第18章 そしてWCは伝説となる
「来やがったか。紫原の気性はああ見えて好戦的だからな」
「本来OFの方が得意なくらいだもんね。今回みたくムッ君の逆鱗に触れた試合では、1試合100点取ってたし」
花帆「100点!?」
誠凛はあっ君にトリプルチームをつけた。とにかくあっ君を止めるのが最優先だろうけど、今のあっ君にそれでは足りない。あっ君は3人を気にも止めないように突破した。しかもあの高さ、パスコースを防ぐディナィも意味がない。あっ君は跳びながら体を反転させダンクを決めた。
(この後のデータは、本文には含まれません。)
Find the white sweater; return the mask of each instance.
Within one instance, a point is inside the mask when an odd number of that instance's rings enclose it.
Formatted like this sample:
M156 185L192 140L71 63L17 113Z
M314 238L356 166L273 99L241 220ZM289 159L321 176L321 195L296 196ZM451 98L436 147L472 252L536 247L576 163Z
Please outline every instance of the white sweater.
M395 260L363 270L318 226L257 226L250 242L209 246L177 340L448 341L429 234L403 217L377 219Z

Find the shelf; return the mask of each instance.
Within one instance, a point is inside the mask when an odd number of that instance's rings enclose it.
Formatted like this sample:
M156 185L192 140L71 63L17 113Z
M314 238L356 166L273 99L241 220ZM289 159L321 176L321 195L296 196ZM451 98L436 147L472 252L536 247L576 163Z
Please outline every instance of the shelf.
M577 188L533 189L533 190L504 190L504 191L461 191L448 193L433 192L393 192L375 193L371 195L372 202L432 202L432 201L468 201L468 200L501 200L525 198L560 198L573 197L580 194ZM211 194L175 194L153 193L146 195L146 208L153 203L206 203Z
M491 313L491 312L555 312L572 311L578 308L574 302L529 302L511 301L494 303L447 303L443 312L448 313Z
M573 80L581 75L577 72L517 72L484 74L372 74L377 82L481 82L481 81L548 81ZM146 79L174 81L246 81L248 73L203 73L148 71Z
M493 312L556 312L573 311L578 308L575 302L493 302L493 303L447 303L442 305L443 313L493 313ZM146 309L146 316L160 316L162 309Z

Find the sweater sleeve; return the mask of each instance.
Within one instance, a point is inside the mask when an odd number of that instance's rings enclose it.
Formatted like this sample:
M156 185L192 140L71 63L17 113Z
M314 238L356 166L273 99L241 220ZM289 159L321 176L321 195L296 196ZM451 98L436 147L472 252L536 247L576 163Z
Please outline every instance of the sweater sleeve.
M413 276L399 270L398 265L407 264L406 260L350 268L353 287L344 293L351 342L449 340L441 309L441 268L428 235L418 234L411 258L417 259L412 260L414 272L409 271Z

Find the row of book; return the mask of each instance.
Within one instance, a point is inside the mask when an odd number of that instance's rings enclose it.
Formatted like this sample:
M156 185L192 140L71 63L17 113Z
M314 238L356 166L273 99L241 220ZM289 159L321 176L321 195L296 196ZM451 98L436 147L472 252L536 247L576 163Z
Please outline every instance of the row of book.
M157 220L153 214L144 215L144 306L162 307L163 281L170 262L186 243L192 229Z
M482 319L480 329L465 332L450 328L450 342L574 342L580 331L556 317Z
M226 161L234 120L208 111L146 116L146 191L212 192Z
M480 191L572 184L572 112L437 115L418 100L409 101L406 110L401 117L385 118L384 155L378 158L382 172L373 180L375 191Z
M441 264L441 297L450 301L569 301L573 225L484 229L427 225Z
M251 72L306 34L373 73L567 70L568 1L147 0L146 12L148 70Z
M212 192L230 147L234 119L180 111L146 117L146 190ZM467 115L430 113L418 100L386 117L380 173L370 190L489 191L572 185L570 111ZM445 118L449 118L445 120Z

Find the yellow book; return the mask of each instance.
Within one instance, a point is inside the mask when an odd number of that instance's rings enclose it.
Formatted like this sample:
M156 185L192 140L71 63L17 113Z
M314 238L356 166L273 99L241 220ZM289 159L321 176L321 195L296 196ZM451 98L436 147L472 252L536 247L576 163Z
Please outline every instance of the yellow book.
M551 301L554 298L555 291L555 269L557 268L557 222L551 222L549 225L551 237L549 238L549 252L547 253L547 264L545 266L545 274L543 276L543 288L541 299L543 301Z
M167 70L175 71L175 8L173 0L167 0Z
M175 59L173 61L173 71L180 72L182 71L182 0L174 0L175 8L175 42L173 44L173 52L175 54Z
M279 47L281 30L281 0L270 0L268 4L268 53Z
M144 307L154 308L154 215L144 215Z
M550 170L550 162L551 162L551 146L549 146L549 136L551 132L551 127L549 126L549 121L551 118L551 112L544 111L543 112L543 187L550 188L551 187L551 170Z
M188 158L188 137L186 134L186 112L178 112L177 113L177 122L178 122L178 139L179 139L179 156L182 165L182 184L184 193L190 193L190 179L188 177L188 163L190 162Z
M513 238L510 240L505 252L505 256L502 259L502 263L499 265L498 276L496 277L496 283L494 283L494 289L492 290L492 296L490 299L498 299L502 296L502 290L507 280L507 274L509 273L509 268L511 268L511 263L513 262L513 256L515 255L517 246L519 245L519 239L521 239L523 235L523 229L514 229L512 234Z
回転を加えた事により更にパワーが増している。3人は倒れ込み次第に周りから野次が飛びだし始める。
「…ったく、これだから素人は」
『そうだね、分かってないのに』
「え?」
「エネルギーってのは高さ×速さだろ。デカいけどノロい奴、速いけどチビな奴。そんな選手はゴマンといるが、紫原ほどデカくて速い奴は見た事ねぇ。紫原の持つエネルギー量は、文字通り桁が違う」
藍「リスタート早い!倒された直後とは思えない精神力だわ…」
捺美「でも追いつかれた!」
『あっ君は1歩の瞬発力だけじゃなくて長距離のダッシュも速いからね』
そして陽泉はてっちゃんへのトリプルチームをとき、てっちゃん対あっ君だ。ブロックに跳んだ後に後出しの権利によるパスを出すが、あっ君の長い手足と超人的な反射神経により防がれた。そのままアリウープであっ君が決めた時、あり得ないほどのエネルギーに耐え切れずゴールは折れ倒れたのだ。
「そもそもバスケなんて欠陥競技じゃん。ゴールは3mの宙にある、その時点で公平(フェア)なんて言葉はないんだよ。結局デカい奴が勝つようにできてる。それがこのクソスポーツの根本だろ。こんなもんの何が楽しいの?小物がどんなにスキルを磨こうが圧倒的破壊力に勝てるモンなんてない。どんな理想も俺にとっちゃあただのゴミだ」
あたしはギリッと唇を噛みしめた。確かにあっ君の性格、バスケ人生を考えるとこう考えてしまうのも分かる。けど一生懸命頑張っている人に言うべき言葉ではない。すると誰かの大きな手が頭の上に置かれた。その手の主を見ると大ちゃんだった。